METHOD USED: X-ray diffraction image of first Martian soil sample showed the similarity.

METHOD USED: X-ray diffraction image of first Martian soil sample showed the similarity.

NASA’s Curiosity rover which completed its first soil analysis on Mars has found minerals on the Red Planet similar to weathered basalt volcanic soils in Hawaii.

X-ray diffraction image of first Martian soil sample showed the presence of crystalline feldspar, pyroxenes and olivine mixed with some non-crystalline material — similar to volcanic soils in Hawaii.

The minerals were identified in the first sample of Martian soil ingested recently by the rover, NASA said.

Curiosity used its Chemistry and Mineralogy instrument (CheMin) to obtain the results, which are filling gaps and adding confidence to earlier estimates of the mineralogical makeup of the dust and fine soil widespread on the Red Planet.

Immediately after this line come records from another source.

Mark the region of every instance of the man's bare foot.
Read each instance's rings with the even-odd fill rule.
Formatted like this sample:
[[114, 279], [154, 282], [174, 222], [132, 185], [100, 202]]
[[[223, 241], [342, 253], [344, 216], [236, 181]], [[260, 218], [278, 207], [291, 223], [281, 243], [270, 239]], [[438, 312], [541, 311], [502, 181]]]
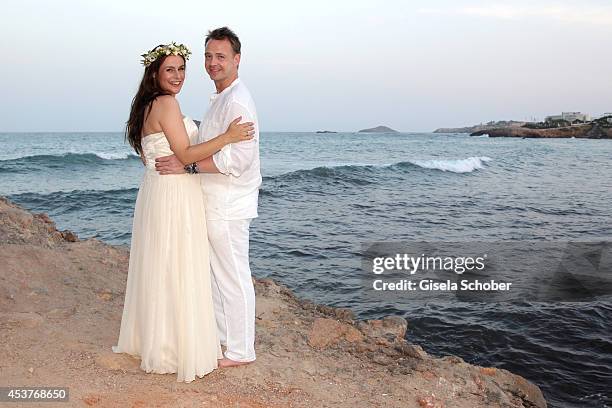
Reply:
[[241, 365], [247, 365], [252, 363], [252, 361], [234, 361], [230, 360], [227, 357], [221, 358], [217, 360], [217, 362], [219, 363], [219, 368], [238, 367]]

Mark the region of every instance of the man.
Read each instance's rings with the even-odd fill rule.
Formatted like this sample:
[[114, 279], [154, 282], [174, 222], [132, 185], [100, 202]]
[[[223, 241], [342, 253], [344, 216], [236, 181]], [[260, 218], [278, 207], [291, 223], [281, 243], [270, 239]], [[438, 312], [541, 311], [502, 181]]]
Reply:
[[227, 27], [209, 31], [204, 65], [215, 83], [210, 107], [200, 124], [199, 142], [225, 132], [241, 117], [253, 122], [253, 139], [230, 144], [211, 157], [191, 165], [175, 156], [156, 160], [161, 174], [201, 172], [206, 201], [215, 315], [221, 344], [226, 346], [220, 367], [255, 360], [255, 290], [249, 267], [249, 225], [257, 217], [261, 173], [259, 126], [255, 104], [238, 78], [240, 40]]

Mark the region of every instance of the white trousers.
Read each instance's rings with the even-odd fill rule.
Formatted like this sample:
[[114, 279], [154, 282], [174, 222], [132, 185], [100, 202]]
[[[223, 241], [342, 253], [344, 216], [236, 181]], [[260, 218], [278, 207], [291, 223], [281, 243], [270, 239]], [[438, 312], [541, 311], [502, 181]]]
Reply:
[[255, 360], [255, 288], [249, 267], [249, 225], [246, 220], [208, 220], [212, 294], [225, 357]]

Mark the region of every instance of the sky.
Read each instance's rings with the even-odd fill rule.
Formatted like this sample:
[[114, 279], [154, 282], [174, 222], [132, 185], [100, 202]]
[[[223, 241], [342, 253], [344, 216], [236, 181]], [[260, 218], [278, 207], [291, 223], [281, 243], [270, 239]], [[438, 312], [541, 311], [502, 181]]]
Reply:
[[229, 26], [262, 131], [429, 132], [612, 112], [612, 2], [9, 2], [0, 132], [122, 131], [140, 55], [191, 48], [178, 99], [201, 119], [204, 37]]

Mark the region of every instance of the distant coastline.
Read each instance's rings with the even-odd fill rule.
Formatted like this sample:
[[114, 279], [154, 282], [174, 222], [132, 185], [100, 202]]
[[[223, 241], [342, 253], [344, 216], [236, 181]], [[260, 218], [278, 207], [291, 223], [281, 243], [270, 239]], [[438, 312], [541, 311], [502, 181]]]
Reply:
[[462, 128], [439, 128], [434, 133], [469, 133], [470, 136], [520, 138], [612, 139], [612, 116], [588, 121], [497, 121]]
[[525, 139], [576, 138], [576, 139], [612, 139], [612, 127], [603, 127], [597, 123], [565, 126], [550, 129], [530, 129], [526, 127], [505, 127], [473, 132], [470, 136], [489, 135], [489, 137], [521, 137]]
[[481, 130], [506, 128], [506, 127], [520, 127], [526, 122], [518, 122], [515, 120], [500, 120], [497, 122], [488, 122], [485, 124], [465, 126], [458, 128], [439, 128], [433, 131], [433, 133], [473, 133]]

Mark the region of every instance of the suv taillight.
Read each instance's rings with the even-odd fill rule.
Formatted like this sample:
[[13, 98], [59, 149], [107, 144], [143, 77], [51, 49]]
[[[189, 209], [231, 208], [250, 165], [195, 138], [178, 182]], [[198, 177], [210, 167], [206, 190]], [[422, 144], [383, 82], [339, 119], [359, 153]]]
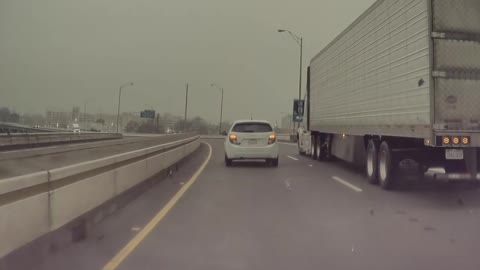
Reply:
[[238, 144], [237, 135], [230, 134], [230, 136], [228, 136], [228, 139], [230, 140], [231, 143]]
[[268, 136], [268, 144], [273, 144], [277, 141], [277, 136], [275, 134], [270, 134]]

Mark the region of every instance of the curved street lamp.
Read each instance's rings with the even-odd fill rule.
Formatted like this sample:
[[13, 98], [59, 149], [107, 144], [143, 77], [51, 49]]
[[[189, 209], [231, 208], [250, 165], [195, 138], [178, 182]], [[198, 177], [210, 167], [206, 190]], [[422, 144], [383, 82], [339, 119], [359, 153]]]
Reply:
[[[300, 100], [302, 99], [303, 38], [295, 35], [290, 30], [279, 29], [277, 30], [277, 32], [279, 33], [287, 32], [293, 38], [293, 40], [295, 40], [298, 46], [300, 46], [300, 78], [298, 80], [298, 99]], [[300, 127], [300, 123], [298, 123], [298, 126]], [[295, 128], [295, 125], [294, 125], [294, 128]]]

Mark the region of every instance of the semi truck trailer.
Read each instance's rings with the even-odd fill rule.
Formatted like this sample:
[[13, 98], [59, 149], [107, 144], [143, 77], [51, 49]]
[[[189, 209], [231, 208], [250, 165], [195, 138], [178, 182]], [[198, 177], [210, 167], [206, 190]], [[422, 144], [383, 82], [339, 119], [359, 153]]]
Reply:
[[378, 0], [310, 61], [302, 154], [480, 180], [480, 1]]

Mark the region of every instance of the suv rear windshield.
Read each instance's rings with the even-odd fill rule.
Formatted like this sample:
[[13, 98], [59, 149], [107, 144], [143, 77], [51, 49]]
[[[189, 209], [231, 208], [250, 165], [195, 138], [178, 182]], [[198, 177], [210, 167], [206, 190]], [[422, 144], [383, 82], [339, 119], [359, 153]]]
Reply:
[[236, 124], [233, 129], [233, 132], [244, 132], [244, 133], [263, 133], [271, 132], [272, 127], [266, 123], [240, 123]]

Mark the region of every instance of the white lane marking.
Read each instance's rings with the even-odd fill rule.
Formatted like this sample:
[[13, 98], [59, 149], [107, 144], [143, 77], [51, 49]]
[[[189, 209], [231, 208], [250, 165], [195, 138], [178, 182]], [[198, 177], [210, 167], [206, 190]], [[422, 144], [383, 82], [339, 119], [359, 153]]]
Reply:
[[355, 190], [356, 192], [362, 192], [363, 191], [361, 188], [350, 184], [349, 182], [343, 180], [342, 178], [340, 178], [338, 176], [332, 176], [332, 179], [339, 182], [340, 184], [343, 184], [343, 185]]
[[293, 159], [293, 160], [297, 160], [298, 161], [298, 158], [294, 158], [292, 156], [287, 156], [289, 159]]
[[290, 181], [288, 179], [285, 179], [285, 187], [287, 190], [292, 190], [292, 185], [290, 184]]
[[26, 152], [26, 151], [32, 151], [32, 150], [43, 150], [43, 149], [51, 149], [51, 148], [57, 148], [58, 146], [49, 146], [49, 147], [39, 147], [39, 148], [28, 148], [28, 149], [20, 149], [20, 150], [12, 150], [12, 151], [5, 151], [5, 152], [0, 152], [0, 154], [11, 154], [11, 153], [19, 153], [19, 152]]
[[124, 246], [109, 262], [102, 268], [103, 270], [115, 270], [120, 264], [138, 247], [138, 245], [145, 240], [145, 238], [155, 229], [158, 224], [167, 216], [167, 214], [175, 207], [182, 196], [188, 191], [198, 177], [207, 167], [212, 158], [212, 146], [206, 142], [202, 142], [208, 146], [208, 156], [203, 161], [203, 164], [198, 168], [194, 175], [183, 185], [179, 191], [168, 201], [168, 203], [141, 229], [138, 234], [132, 238], [126, 246]]
[[313, 167], [313, 165], [312, 165], [312, 164], [308, 164], [308, 167]]

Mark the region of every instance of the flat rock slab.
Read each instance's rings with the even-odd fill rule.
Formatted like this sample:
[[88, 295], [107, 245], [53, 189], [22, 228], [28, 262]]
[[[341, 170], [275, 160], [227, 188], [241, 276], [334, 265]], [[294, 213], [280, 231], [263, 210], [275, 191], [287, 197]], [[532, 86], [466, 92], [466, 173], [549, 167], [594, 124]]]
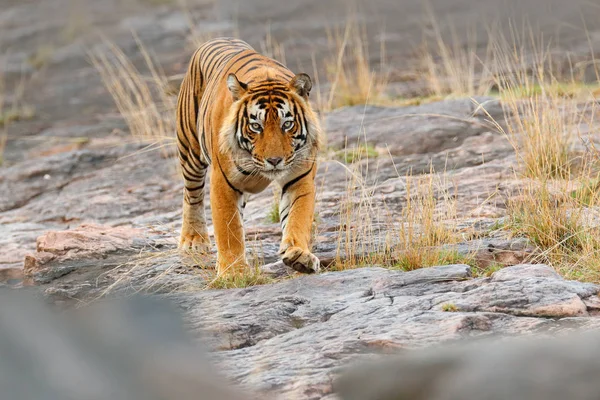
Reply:
[[[226, 376], [282, 399], [320, 399], [353, 360], [492, 334], [600, 328], [598, 286], [545, 265], [470, 278], [466, 265], [362, 268], [177, 294]], [[202, 332], [202, 334], [200, 334]]]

“We had many previous inferences and discussions about the mineralogy of Martian soil,” said David Blake of NASA Ames Research Center in Moffett Field, California.

“Our quantitative results provide refined and in some cases new identifications of the minerals in this first X-ray diffraction analysis on Mars,” Blake said.

The identification of minerals in rocks and soil is crucial for the mission’s goal to assess past environmental conditions. Each mineral records the conditions under which it formed.

CheMin uses X-ray diffraction, the standard practice for geologists on Earth using much larger laboratory instruments.

This method provides more accurate identifications of minerals than any method previously used on Mars. X-ray diffraction reads minerals’ internal structure by recording how their crystals distinctively interact with radiations.

“Our team is elated with these first results from our instrument. They heighten our anticipation for future CheMin analyses in the months and miles ahead for Curiosity,” said Blake.

During the two-year prime mission of the Mars Science Laboratory Project, researchers are using Curiosity’s 10 instruments to investigate whether areas in Gale Crater ever offered environmental conditions favourable for microbial life.